Cinefest 2012 verfolgt die Entwicklung der jungen DEFA-Regisseure wie Frank Beyer, Ralf Kirsten und Konrad Wolf, die die Filmhochschulen in Babelsberg, Prag und Moskau absolviert hatten oder wie der gelernte Kameramann Joachim Hasler und der Autor Egon Günther Erfahrungen im DEFA-Studio gemacht hatten. Ihre Filme nahmen mit unterschiedlichen Mitteln gesellschaftliche und historische Themen ins Visier: JULIA LEBT und BESCHREIBUNG EINES SOMMERS beteiligten sich mit Liebesgeschichten aus der Lebenswelt der Jugend an der Diskussion um die »Sozialistische Moral«, während das Ehe-Dramolett LOTS WEIB von der hohen Scheidungsrate in der DDR inspiriert war. DER GETEILTE HIMMEL verband ästhetisch hoch ambitioniert die Probleme beim Aufbau der neuen Gesellschaft mit der Problematik des geteilten Deutschlands und löste eine Diskussion über »Formalismus« aus. Die Auseinandersetzung mit der NS-Zeit und seinen Folgen stand im Mittelpunkt der sachlich-kühlen Fallstudie DER FALL GLEIWITZ und des hochemotionalen Kriminalfilms CHRONIK EINES MORDES.

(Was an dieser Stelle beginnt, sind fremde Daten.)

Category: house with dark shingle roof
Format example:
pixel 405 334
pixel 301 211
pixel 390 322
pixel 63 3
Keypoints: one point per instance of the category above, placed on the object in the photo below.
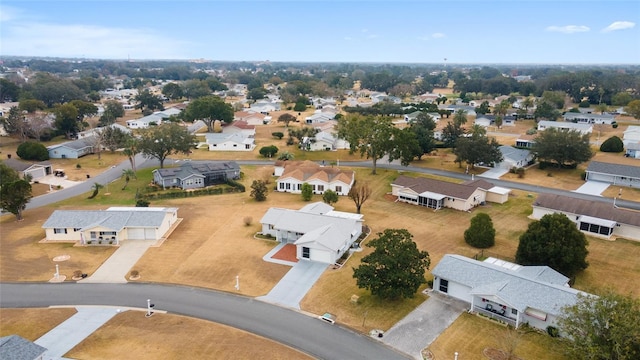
pixel 438 194
pixel 508 292
pixel 194 175
pixel 615 174
pixel 110 226
pixel 594 218
pixel 15 347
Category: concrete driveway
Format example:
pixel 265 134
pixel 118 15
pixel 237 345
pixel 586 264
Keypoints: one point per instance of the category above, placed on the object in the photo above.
pixel 423 325
pixel 592 188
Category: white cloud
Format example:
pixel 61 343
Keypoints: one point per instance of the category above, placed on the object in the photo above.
pixel 568 29
pixel 619 25
pixel 77 40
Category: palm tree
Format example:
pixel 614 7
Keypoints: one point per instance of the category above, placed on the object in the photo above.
pixel 127 174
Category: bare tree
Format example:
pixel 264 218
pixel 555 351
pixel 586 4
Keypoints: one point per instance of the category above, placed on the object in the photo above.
pixel 359 193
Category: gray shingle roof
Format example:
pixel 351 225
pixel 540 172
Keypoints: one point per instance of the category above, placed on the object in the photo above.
pixel 111 219
pixel 595 209
pixel 614 169
pixel 519 289
pixel 14 347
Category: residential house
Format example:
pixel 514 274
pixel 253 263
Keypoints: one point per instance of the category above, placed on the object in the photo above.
pixel 15 347
pixel 565 126
pixel 194 175
pixel 72 149
pixel 631 135
pixel 319 232
pixel 321 178
pixel 591 217
pixel 35 170
pixel 229 142
pixel 588 118
pixel 112 226
pixel 510 293
pixel 438 194
pixel 515 158
pixel 616 174
pixel 252 118
pixel 240 126
pixel 633 150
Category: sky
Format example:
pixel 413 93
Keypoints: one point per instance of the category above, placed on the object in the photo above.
pixel 451 32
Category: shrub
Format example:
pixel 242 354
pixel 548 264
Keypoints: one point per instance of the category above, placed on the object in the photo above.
pixel 32 151
pixel 612 144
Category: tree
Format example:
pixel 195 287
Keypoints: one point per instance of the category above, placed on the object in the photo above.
pixel 330 197
pixel 96 188
pixel 554 241
pixel 161 141
pixel 259 190
pixel 268 151
pixel 209 109
pixel 481 233
pixel 612 144
pixel 31 150
pixel 307 192
pixel 633 109
pixel 602 327
pixel 172 91
pixel 148 101
pixel 14 197
pixel 359 193
pixel 371 136
pixel 395 269
pixel 286 118
pixel 127 174
pixel 565 148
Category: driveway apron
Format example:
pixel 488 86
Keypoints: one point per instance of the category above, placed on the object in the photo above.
pixel 295 284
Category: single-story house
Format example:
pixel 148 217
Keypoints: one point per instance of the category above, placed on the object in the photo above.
pixel 240 126
pixel 194 175
pixel 229 142
pixel 72 149
pixel 566 126
pixel 592 217
pixel 320 178
pixel 631 135
pixel 438 194
pixel 252 118
pixel 633 150
pixel 515 158
pixel 318 231
pixel 616 174
pixel 505 291
pixel 35 170
pixel 589 118
pixel 15 347
pixel 112 225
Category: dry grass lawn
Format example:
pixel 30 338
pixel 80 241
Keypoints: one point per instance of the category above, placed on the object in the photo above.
pixel 31 324
pixel 129 335
pixel 470 334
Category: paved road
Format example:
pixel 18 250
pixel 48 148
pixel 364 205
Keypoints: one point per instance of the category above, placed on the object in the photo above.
pixel 302 332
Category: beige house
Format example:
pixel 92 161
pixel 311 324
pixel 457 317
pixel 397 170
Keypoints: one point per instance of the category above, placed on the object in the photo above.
pixel 110 226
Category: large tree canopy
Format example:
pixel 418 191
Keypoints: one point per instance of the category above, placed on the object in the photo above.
pixel 565 148
pixel 209 109
pixel 554 241
pixel 395 269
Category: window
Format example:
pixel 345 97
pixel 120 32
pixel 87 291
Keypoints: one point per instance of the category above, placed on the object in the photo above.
pixel 444 285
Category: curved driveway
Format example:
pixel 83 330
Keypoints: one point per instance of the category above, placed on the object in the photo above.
pixel 302 332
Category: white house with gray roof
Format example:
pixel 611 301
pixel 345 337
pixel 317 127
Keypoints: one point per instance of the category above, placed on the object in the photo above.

Wichtige Impulse erhielt der DEFA-Film in dieser Zeit vor allem von der »Neuen Welle« in der ČSSR, die in den 1960ern ausging von Absolventen der Filmhochschule FAMU (Jiří Menzel, Jan Němec, Evald Schorm, Věra Chytilová, Jaromil Jireš) und Mitte des Jahrzehnts ihren Höhepunkt erreichte. Dabei nahmen auch ältere Regisseure wie František Vláčil und Štefan Uher neue Impulse auf. Es waren nicht nur die Filme aus Prag und Bratislava, die die Filmschaffenden in der DDR durch ihre neuartige Machart und Atmosphäre mit einer starken Betonung des Alltags beeinflussten, sondern auch die Ausbildung an der FAMU und die Mitarbeit tschechischer Kollegen an DEFA-Filmen.
Cinefest 2012 betont damit interessante ästhetische und gesellschaftliche Zusammenhänge und Verbindungen auf europäischer Ebene jenseits der üblichen Film-Geschichtsschreibung in einer historischen Übergangsepoche.
Zum Festival erscheint wieder ein umfangreiches Katalogbuch, inkl. einer DVD-Beilage mit Filmen und Dokumenten zum Thema. Erhältlich ab 17.11.2012
Zur Vorbereitung auf Kongress und Festival findet vom 3.-6. Mai 2012 ein internes Sichtungskolloquium in Berlin statt.